Joseph Anton Stranitzky (10 September 1676 - 19 May 1726) was an Austrian actor, puppeteer, playwright and theatre manager. He is considered the founder of the Old Viennese Folk Theatre and the inventor of the Viennese Hanswurst character who appears in it. He was also a dentist certified by the Medical Faculty of Vienna. In 1938, "Stranitzkygasse" in Vienna-Meidling was named after him.
He was allegedly born in Knittelfeld/Steiermark and is presumed to have been a son of Wenzel Stranitzky („Wenceslaus Strännitzgy“) and his wife Maria Barbara Stranitzky,[1] He joined a travelling troupe that performed in Munich in 1699 and was already working as an independent operator of a puppet theatre in southern Germany at that time. Around 1705, he and his wife Maria Monica settled in Vienna.[2] In 1706, he performed at the Neuer Markt (New Market) in Vienna, still in wooden booths. In 1711, he started leasing the Kärntnertor Theater, a new stone building.
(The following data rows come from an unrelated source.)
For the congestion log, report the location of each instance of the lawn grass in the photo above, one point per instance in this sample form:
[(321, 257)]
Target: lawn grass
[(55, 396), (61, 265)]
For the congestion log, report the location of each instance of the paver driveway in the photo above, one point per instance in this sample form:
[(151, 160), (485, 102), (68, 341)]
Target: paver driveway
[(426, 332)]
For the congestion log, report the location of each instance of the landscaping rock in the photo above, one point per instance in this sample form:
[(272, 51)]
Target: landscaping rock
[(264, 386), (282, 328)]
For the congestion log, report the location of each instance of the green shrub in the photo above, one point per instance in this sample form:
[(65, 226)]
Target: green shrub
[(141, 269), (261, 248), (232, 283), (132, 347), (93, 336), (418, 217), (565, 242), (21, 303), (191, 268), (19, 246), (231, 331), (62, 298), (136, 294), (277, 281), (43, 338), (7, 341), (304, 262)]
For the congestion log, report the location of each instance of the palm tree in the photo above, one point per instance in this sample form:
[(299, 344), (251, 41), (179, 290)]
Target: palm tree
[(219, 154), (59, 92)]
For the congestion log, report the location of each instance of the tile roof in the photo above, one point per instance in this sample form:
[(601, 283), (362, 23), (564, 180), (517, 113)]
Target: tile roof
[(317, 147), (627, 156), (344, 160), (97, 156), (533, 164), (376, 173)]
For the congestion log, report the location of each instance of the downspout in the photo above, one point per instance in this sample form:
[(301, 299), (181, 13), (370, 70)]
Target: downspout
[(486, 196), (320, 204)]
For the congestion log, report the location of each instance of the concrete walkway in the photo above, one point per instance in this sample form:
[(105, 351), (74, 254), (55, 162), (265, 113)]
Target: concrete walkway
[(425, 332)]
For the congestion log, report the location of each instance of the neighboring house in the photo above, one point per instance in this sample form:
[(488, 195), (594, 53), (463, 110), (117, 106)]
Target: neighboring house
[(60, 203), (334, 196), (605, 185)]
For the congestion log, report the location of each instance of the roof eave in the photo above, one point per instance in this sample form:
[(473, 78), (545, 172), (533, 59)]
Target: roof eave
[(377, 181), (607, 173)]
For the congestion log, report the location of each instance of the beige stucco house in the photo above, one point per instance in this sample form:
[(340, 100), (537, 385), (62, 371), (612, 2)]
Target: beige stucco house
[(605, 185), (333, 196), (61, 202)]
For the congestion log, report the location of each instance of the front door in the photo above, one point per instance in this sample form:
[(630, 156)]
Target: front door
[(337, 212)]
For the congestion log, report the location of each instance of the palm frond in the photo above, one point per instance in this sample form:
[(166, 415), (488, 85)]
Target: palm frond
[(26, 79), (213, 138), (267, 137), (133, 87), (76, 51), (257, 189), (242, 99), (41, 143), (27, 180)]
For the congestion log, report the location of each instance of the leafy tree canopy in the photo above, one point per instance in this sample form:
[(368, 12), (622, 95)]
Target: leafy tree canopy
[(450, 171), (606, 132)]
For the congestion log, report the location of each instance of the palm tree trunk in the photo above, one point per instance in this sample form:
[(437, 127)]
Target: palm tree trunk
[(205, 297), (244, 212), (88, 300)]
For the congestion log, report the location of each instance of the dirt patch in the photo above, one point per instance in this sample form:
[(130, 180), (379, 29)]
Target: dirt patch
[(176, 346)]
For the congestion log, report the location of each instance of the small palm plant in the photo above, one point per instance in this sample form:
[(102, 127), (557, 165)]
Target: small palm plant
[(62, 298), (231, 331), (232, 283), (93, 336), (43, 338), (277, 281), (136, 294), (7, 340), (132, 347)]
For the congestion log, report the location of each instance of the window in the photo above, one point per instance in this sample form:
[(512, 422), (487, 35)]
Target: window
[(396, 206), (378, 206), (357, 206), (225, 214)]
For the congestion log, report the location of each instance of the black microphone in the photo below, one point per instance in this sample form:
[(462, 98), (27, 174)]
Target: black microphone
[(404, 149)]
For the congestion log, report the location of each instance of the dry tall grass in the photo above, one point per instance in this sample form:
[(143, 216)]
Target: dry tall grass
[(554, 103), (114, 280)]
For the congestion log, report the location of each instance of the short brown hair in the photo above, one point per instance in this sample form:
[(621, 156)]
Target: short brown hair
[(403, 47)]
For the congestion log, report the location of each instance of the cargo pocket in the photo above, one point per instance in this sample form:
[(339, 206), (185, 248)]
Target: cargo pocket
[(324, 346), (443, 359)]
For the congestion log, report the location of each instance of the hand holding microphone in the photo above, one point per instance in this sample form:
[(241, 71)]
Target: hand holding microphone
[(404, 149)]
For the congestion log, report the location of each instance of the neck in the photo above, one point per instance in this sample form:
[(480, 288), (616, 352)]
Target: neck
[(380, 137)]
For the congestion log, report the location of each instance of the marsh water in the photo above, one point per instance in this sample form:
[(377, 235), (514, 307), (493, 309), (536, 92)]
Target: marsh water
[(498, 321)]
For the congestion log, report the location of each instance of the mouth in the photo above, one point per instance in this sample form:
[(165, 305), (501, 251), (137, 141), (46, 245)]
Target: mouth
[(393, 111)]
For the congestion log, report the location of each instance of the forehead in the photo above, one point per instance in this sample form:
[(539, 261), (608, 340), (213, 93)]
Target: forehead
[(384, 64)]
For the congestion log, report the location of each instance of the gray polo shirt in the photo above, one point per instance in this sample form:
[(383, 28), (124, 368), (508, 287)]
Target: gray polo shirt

With his "German comedians" troupe (founded in 1706[3]) he started competing with the commedia dell'arte performers. He developed his own comic character, the Viennese hanswurst, considerably cruder than the stock characters of Italian improvisational comedy, but so successful that it was imitated and adopted by other performers, such as Stranitzky's son-in-law and successor Gottfried Prehauser.
Stranitzky was also a wine merchant and practiced as a surgeon, quack doctor and "tooth puller", a profession he had learned from an itinerant physician, with whom he had probably travelled to fairs as a young man.[4] Actors often took on the then-rougher medical tasks such as surgery and dentistry, which mostly consisted of amputation and tooth extraction. Stranitzky was eventually even examined by the Vienna Medical Faculty to practice as a "dentist and oral surgeon." His son Augustin (1712–1740) also practiced dentistry.[5]
He died in 1726 in the "Comödi Haus" near the old Carinthian Gate in Vienna.[6] The official cause of death was listed as "internal necrosis."
Stranitzky parodied and travestied courtly operas, which he translated from Italian and French, and added his caricatured Hanswurst figure into them, also known as "Hans Sausakh von Wurstelfeld".[7] A whole series of texts from such "Haupt- und Staatsaktionen" (main and state actions) have survived.